If we’re heading in this direction, let’s look at the pieces more closely:

  • Why the leading pound? # usually syntactically mimics a constant, function, or statement; here, it’s just sort of a floating token on the front of something else. And in constructs like #raw##"href="#sidebar""##, I think it significantly contributes to the claustrophobic feel.
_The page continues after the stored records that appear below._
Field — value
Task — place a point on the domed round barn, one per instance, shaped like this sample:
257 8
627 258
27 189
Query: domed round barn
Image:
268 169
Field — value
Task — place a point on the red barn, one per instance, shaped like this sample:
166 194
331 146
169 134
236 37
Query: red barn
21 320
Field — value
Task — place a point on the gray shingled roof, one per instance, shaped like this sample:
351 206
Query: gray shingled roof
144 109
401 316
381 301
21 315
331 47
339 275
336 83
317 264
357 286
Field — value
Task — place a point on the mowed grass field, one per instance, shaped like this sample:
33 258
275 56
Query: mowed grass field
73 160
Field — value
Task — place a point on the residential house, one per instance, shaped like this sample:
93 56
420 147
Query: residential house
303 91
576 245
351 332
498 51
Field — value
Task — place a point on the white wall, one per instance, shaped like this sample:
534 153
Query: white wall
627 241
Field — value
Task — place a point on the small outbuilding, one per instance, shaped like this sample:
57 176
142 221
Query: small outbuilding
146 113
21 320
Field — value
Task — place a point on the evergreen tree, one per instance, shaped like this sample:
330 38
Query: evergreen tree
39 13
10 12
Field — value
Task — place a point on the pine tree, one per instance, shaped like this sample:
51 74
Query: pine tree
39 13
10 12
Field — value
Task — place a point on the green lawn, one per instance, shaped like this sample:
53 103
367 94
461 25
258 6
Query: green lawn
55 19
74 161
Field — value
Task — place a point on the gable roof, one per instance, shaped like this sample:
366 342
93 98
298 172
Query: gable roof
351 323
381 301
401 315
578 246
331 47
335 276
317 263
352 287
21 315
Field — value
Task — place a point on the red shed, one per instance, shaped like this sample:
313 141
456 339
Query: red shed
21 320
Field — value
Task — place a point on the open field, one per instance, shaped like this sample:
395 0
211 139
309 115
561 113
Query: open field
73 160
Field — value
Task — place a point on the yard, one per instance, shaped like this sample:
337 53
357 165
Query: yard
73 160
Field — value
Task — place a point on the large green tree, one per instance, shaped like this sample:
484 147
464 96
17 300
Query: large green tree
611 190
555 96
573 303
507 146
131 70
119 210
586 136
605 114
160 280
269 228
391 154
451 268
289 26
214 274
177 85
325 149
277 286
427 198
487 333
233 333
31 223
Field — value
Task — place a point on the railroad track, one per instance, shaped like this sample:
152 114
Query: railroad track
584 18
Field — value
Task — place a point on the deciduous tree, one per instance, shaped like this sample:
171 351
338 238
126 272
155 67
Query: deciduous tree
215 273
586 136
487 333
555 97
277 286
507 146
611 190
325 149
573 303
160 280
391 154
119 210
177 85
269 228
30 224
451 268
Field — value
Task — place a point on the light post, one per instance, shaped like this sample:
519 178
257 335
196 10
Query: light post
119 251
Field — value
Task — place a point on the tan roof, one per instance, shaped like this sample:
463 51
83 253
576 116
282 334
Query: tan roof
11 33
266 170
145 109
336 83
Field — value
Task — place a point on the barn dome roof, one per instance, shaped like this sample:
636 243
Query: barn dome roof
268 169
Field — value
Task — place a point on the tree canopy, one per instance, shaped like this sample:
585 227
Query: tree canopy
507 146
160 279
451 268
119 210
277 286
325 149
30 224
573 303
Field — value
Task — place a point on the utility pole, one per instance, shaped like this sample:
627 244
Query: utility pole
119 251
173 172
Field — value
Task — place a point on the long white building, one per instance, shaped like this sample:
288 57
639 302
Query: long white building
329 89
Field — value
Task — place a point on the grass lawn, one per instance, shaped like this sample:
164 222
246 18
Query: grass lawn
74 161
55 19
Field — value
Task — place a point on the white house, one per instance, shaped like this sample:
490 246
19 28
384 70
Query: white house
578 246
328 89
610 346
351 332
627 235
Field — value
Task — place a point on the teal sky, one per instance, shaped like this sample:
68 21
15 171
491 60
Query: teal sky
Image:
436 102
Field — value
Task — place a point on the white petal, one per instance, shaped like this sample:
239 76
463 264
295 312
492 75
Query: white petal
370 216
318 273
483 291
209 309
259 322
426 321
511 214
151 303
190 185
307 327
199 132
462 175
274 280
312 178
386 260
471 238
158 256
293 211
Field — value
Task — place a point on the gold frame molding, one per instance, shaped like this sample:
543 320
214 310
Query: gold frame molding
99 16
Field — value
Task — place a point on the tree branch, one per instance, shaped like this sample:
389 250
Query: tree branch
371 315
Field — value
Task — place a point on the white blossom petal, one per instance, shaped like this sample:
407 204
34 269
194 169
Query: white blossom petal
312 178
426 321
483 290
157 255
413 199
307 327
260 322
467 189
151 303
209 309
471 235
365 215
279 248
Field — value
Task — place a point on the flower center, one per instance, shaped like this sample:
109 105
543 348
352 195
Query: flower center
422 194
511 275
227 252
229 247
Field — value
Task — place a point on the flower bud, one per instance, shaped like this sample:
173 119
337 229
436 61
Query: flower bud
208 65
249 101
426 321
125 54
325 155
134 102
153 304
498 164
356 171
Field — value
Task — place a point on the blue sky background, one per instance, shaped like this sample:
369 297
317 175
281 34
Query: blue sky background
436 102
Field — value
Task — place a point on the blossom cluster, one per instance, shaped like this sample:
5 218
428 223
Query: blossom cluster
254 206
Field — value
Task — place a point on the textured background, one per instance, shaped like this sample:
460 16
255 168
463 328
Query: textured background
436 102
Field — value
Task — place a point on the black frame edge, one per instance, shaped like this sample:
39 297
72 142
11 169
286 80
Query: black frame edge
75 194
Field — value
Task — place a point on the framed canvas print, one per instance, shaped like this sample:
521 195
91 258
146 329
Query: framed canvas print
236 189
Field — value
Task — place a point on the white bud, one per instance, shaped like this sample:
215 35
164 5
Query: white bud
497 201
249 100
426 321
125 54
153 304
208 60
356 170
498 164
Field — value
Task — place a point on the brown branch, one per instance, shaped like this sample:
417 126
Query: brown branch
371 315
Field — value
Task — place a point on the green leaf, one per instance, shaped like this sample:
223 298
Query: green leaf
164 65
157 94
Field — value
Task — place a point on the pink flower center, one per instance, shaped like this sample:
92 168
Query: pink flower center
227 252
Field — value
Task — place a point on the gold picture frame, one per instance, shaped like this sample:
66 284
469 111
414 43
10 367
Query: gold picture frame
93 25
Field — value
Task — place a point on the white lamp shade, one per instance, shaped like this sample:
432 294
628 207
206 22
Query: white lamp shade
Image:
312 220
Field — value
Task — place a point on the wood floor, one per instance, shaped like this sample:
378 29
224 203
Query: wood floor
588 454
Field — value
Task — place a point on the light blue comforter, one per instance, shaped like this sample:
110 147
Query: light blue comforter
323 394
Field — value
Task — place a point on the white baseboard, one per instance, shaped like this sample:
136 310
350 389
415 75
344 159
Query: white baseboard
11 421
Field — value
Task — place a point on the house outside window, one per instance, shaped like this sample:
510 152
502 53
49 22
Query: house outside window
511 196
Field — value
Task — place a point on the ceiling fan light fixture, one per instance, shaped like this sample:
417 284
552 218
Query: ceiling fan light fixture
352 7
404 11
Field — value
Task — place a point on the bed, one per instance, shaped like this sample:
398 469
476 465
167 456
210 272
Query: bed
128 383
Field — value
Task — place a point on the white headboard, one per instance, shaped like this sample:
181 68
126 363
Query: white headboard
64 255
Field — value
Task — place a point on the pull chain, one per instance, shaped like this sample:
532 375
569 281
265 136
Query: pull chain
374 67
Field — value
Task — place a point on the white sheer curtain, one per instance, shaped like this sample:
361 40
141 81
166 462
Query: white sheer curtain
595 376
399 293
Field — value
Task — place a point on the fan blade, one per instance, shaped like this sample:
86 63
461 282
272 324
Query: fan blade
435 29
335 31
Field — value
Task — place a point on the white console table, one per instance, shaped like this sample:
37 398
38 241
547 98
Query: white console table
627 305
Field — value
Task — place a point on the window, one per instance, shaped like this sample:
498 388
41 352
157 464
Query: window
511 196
  • I also think we might want to use backticks instead of pounds for the alternate delimiter. Again, this is partly because pound is a character with a ton of visual weight; if you have a mass of confusing backslashed punctuation in a string literal, removing the backslashes but adding a few pound characters is a two-steps-forward-one-step-back thing. Also, backticks are rarely used—of all the characters the lexer would allow us to choose, I suspect it's the least likely to appear in a string literal.

Four options:

// Leading pound with pound delimiter
run(#raw##"swift -### > "`mktemp \"tmp XXXX\""`""##)
// Leading pound with backtick delimiter
run(#raw``"swift -### > "`mktemp \"tmp XXXX\""`""``)
// No leading pound with pound delimiter
run(raw##"swift -### > "`mktemp \"tmp XXXX\""`""##)
// No leading pound with backtick delimiter
run(raw``"swift -### > "`mktemp \"tmp XXXX\""`""``)

Maybe this will sound funny, but then at least I contributed a few laughs.

How about introducing a new RawString type or perhaps dedicated initializer with the existing String type:

let rawString: RawString = "same as normal string but without escaping"

let rawString = String(raw: "same as normal string but without escaping")

but make it in such a way that compiler intentionally does not escape those, is that even possible?

Anyway, if it is, that feels very swifty to me, so I just wanted to share with you...

2 Likes

Yes why do we keep going over it when it plainly states in the Commonly Rejected Changes document that it ain't never gonna happen?